There’s Mazar’s Maggie, who previously had been the only other one to know about Liza’s deceit—because she helped facilitate it. As the web spins out of control, its Maggie who has to help Liza untangle herself from it.
Mazar was just coming off Entourage—a “very testosterone-driven show,” she says—when she signed on for Younger, wooed by its estrogen. “I usually play the power bitch and here I get to play a regular woman,” she says. “She’s an artist. She’s gay. She doesn’t have to be Debi Mazar. I get to deconstruct me.”
Liza’s work life is ruled by Duff’s Kelsey, an assistant quickly rising up the ranks at the publishing house who shows Liza the ropes, and Diana, the bitch-in-heels boss who both mentors and makes Liza’s life miserable.
Think Devil Wears Prada’s Miranda Priestly. “Listen, anytime you want to compare me to Meryl Streep, you can go ahead and jot that down,” Shor laughs.
Both Kelsey and Diana are stock types—Kelsey the vapid millennial and Diana, again, Miranda Priestly—made richer by Duff and Shor’s strong performances, which get shaded even more as Season Two unravels.
And though they, thanks to playing characters their own age, haven’t been assaulted with as many questions about aging as Foster, both say starring in Younger has had them questioning their own feelings about getting older.
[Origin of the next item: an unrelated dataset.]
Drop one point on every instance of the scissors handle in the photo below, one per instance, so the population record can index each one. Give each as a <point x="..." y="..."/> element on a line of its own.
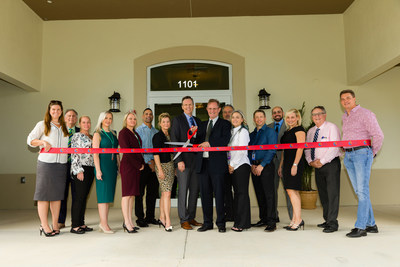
<point x="191" y="135"/>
“Everyone keeps telling me 30 is supposed to be the best age,” Duff says. “I’m not quite there yet, but I’m excited. I think people take you seriously when you’re 30.”
“I wonder if you take yourself more seriously when you’re 30,” Shor agrees. “You don’t give yourself some sort of date: ‘When I’m 30 then I’ll have to make these important choices.’” Then, turning to Duff: “But I feel like you’ve made a lot of important choices in your life that I feel like a lot of people in their twenties haven’t gotten to yet.”
“But what if that screwed up the whole system?!” Duff shrieks in response. “I’ll be 30 and not be able to make any choices.”
It provokes an interesting question that reinforces the idea that Younger is deeper than a charming sitcom about dating may superficially seem. In the show, Liza lies about her age—yes, that’s not great—but in doing so she ends up living a life that makes her happier than she’s been in years, decades even.
Without explicitly endorsing that someone in their forties pretend to be 15 years younger, Younger suggests there may actually be something to learn by embracing, at least, behaviors, personalities, and attitudes from that part of a person’s life.
“Making brave choices or choices that scare you, I think you do that a lot more when you’re younger because…” Shor says, before Duff interrupts: “You can fuck up.”
“Exactly, you can be forgiven,” Shor continues.
Of course, embodying the spirit of a 20-year-old is one thing. Wishing to go back is another.
“It is interesting playing this character, who gets to dress really cool,” Foster says. “We get to really cool places and shoot in really awesome spots. We have fake parties that are really fun.”
But then?
“Then the 40-year-old in me is like, ‘I’m exhausted. I just want my couch and my 30 Rock reruns and my bottle of wine,’” she says. “I don’t have a desire to go back to my twenties.”